The Japan Aerospace Exploration Agency’s Hayabusa2 launched in 2014 and arrived at Ryugu in 2019. It retrieved two small samples of regolith from the asteroid. These samples then landed on Earth in a capsule equipped with a parachute in December 2020. Upon their return, the samples were distributed among scientific groups, including one team led by Tetsuya Yokoyama, a professor at the Tokyo Institute of Technology. The team’s newly published results suggest that the composition of the samples is the closest match to the solar nebula – the gas cloud that condensed to form the Sun and planets – ever found, made up of the ingredients that formed the Solar System 4.5 billion years ago. The findings support previous research that also concluded that Ryugu was made of primitive material, but until now it wasn’t known just how old it was.
Ryugu is a carbonaceous chondrite, meaning it’s made from carbon-rich stony material. Remote observations by Hayabusa2 found some unexplained discrepancies, including a darker surface colour, a larger abundance of phyllosilicate materials and a more porous composition than expected. Laboratory analysis was required to better understand it’s true nature. Ryugu is somewhat similar to the Ivuna meteorite which fell in Tanzania in 1938 and was loaned to Yokoyama’s team.
Utilising a range of techniques, including electron microscopy, X-ray fluorescence, inductively coupled plasma mass spectrometry and thermal ionisation, the team found that the samples had formed within liquid water at a temperature of about 27 to 47 degrees Celsius (81 to 117 degrees Fahrenheit) roughly 5 million years after the Solar System began to form. With a diameter of 900 metres (3,000 feet), Ryugu is too small to have generated enough heat to melt water ice. Ryugu itself must have originated from a larger parent body that formed just 2 to 4 million years after the birth of the Solar System. At some point after 5 million years, a powerful impact with another asteroid smashed Ryugu’s parent body apart, with some of the fragments forming Ryugu. This idea is supported by the presence of large boulders on Ryugu’s surface, which appear to have originated as debris from a giant impact.

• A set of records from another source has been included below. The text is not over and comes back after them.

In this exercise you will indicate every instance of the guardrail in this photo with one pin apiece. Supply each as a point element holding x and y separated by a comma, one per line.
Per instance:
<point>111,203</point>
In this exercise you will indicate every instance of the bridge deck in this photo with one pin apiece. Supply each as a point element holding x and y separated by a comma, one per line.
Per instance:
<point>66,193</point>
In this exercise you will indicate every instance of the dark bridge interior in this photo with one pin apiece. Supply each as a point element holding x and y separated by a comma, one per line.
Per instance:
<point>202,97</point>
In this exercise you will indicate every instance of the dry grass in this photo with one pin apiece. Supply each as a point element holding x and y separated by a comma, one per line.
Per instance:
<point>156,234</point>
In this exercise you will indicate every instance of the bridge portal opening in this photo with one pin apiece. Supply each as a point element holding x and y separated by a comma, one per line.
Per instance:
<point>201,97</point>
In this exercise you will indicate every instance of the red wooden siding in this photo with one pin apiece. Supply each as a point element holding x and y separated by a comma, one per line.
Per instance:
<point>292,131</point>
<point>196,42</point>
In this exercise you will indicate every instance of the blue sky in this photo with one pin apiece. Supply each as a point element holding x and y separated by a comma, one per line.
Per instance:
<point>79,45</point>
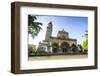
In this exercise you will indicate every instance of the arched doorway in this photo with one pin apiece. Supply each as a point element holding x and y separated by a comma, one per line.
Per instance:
<point>64,47</point>
<point>74,48</point>
<point>55,47</point>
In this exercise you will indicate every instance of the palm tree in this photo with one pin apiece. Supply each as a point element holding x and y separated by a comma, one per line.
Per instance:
<point>33,26</point>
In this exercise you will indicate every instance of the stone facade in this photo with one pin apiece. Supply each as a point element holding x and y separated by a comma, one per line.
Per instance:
<point>61,43</point>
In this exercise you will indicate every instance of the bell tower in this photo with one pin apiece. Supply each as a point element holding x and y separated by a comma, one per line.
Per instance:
<point>49,31</point>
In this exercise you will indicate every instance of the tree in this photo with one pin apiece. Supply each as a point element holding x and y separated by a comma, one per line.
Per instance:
<point>33,26</point>
<point>85,41</point>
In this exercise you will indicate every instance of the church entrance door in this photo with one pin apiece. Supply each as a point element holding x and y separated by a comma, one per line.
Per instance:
<point>55,47</point>
<point>64,47</point>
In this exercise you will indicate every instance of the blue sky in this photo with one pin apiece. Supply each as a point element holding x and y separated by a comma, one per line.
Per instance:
<point>76,26</point>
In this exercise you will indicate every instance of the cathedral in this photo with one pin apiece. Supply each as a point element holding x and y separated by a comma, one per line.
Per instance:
<point>59,44</point>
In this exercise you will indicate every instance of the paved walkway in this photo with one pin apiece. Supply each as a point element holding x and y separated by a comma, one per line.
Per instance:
<point>58,57</point>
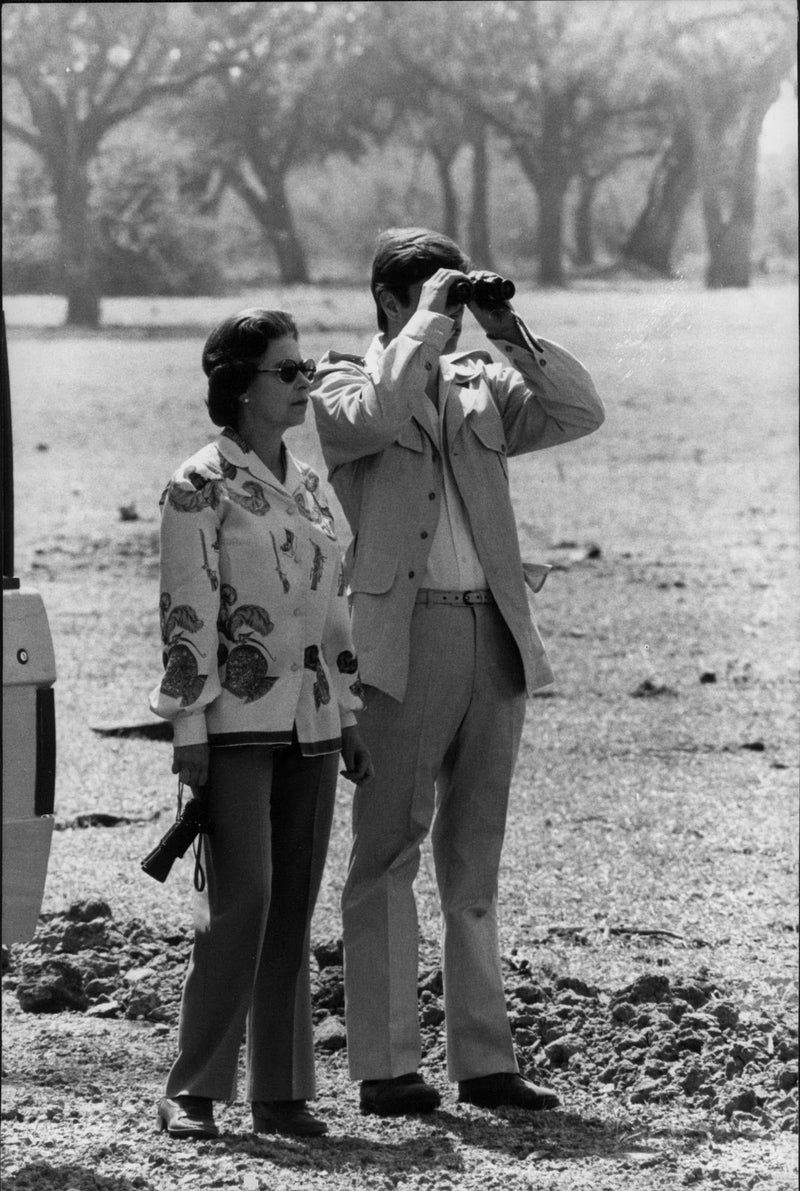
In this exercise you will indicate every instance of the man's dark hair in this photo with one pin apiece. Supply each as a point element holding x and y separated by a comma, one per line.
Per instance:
<point>231,355</point>
<point>406,255</point>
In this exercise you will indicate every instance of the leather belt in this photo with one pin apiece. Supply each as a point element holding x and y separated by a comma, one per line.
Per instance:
<point>456,599</point>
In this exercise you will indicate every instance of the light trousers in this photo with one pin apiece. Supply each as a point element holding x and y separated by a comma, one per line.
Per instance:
<point>444,758</point>
<point>270,812</point>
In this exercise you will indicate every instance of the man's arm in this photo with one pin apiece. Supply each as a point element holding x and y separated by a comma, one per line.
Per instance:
<point>547,397</point>
<point>361,411</point>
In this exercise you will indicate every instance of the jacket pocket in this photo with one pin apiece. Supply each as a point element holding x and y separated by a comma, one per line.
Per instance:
<point>411,436</point>
<point>489,432</point>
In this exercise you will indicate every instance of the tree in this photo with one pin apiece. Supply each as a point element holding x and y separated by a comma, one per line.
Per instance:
<point>535,72</point>
<point>73,72</point>
<point>298,88</point>
<point>717,70</point>
<point>673,185</point>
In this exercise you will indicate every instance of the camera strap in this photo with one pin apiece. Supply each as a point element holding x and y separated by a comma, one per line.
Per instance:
<point>197,846</point>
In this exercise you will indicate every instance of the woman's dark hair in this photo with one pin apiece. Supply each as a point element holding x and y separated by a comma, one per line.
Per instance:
<point>406,255</point>
<point>231,355</point>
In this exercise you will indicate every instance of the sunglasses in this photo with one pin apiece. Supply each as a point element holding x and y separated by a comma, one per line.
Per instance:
<point>287,369</point>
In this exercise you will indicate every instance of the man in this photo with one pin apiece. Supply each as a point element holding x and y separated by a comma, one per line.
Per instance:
<point>417,441</point>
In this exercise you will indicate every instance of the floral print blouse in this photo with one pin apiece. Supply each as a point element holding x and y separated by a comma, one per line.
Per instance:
<point>254,613</point>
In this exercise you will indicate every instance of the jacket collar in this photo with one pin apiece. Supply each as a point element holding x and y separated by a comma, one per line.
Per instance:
<point>233,448</point>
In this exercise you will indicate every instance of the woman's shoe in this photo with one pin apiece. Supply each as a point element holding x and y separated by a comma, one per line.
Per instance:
<point>289,1117</point>
<point>187,1116</point>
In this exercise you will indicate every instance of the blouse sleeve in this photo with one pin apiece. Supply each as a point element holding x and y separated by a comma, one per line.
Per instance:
<point>188,605</point>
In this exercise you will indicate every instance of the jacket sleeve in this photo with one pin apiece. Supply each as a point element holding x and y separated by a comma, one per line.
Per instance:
<point>188,605</point>
<point>339,653</point>
<point>361,411</point>
<point>545,398</point>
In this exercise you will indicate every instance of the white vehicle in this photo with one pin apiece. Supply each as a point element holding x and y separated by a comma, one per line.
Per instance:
<point>29,723</point>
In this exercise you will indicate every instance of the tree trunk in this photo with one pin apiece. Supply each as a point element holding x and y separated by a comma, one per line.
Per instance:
<point>549,168</point>
<point>674,181</point>
<point>72,189</point>
<point>729,256</point>
<point>274,216</point>
<point>477,232</point>
<point>551,192</point>
<point>449,194</point>
<point>583,237</point>
<point>730,242</point>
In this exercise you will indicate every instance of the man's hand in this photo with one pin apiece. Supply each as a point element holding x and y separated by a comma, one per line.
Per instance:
<point>191,764</point>
<point>433,294</point>
<point>355,754</point>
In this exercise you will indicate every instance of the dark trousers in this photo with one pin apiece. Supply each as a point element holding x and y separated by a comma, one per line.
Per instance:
<point>270,812</point>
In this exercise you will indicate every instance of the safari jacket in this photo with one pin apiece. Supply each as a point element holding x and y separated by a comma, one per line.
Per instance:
<point>386,471</point>
<point>254,612</point>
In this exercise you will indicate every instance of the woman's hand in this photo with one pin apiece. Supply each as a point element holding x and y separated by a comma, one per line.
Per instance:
<point>191,764</point>
<point>355,754</point>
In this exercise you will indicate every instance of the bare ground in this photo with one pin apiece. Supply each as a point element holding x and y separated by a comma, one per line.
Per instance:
<point>652,829</point>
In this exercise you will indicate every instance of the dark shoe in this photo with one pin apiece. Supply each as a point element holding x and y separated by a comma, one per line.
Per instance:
<point>291,1117</point>
<point>393,1097</point>
<point>187,1116</point>
<point>506,1087</point>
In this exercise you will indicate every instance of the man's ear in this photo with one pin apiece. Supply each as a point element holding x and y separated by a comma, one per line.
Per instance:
<point>388,303</point>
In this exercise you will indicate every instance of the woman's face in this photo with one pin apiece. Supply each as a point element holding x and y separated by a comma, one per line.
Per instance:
<point>273,401</point>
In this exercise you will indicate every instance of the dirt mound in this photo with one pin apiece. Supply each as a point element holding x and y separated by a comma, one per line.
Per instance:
<point>657,1040</point>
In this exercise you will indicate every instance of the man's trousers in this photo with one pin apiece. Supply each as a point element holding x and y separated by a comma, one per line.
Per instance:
<point>443,756</point>
<point>270,815</point>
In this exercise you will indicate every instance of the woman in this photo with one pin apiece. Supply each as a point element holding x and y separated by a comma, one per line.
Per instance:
<point>261,685</point>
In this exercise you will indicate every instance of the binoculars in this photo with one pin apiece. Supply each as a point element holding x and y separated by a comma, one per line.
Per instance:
<point>485,292</point>
<point>189,823</point>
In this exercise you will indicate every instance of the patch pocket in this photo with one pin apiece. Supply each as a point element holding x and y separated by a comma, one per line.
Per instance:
<point>492,436</point>
<point>411,436</point>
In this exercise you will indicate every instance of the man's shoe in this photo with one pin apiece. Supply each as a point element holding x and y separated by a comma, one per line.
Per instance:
<point>187,1116</point>
<point>289,1117</point>
<point>506,1087</point>
<point>393,1097</point>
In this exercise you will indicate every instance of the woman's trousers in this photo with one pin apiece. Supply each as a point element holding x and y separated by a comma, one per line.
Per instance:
<point>270,814</point>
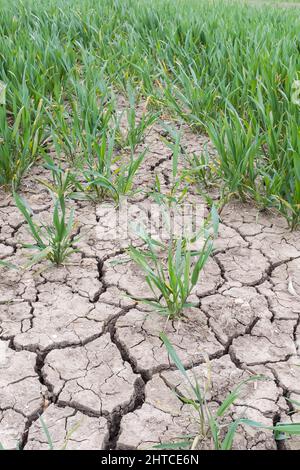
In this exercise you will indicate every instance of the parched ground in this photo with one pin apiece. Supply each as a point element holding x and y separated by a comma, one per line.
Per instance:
<point>77,350</point>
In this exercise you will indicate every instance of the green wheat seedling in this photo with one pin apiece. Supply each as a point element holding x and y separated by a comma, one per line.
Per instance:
<point>49,437</point>
<point>237,144</point>
<point>124,175</point>
<point>53,242</point>
<point>137,127</point>
<point>20,143</point>
<point>171,278</point>
<point>63,181</point>
<point>176,191</point>
<point>214,431</point>
<point>107,176</point>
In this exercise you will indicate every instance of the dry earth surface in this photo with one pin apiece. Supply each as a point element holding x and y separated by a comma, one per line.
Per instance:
<point>78,351</point>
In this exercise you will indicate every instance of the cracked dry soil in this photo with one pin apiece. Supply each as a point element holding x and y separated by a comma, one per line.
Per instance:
<point>78,351</point>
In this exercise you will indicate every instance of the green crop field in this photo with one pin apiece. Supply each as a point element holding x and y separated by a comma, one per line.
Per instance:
<point>224,68</point>
<point>154,107</point>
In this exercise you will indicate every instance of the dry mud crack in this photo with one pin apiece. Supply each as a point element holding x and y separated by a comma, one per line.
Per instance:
<point>78,351</point>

One key question that needs to be answered to fully explain the origin of the planets is where minor bodies such as asteroids and comets, some of which became planetary building blocks, formed. Their compositions suggest that many of these bodies did not form in their current orbits and that in the chaotic early solar system, with its turbulent protoplanetary disc and migrating planets, the minor bodies were pushed around and moved away from where they formed.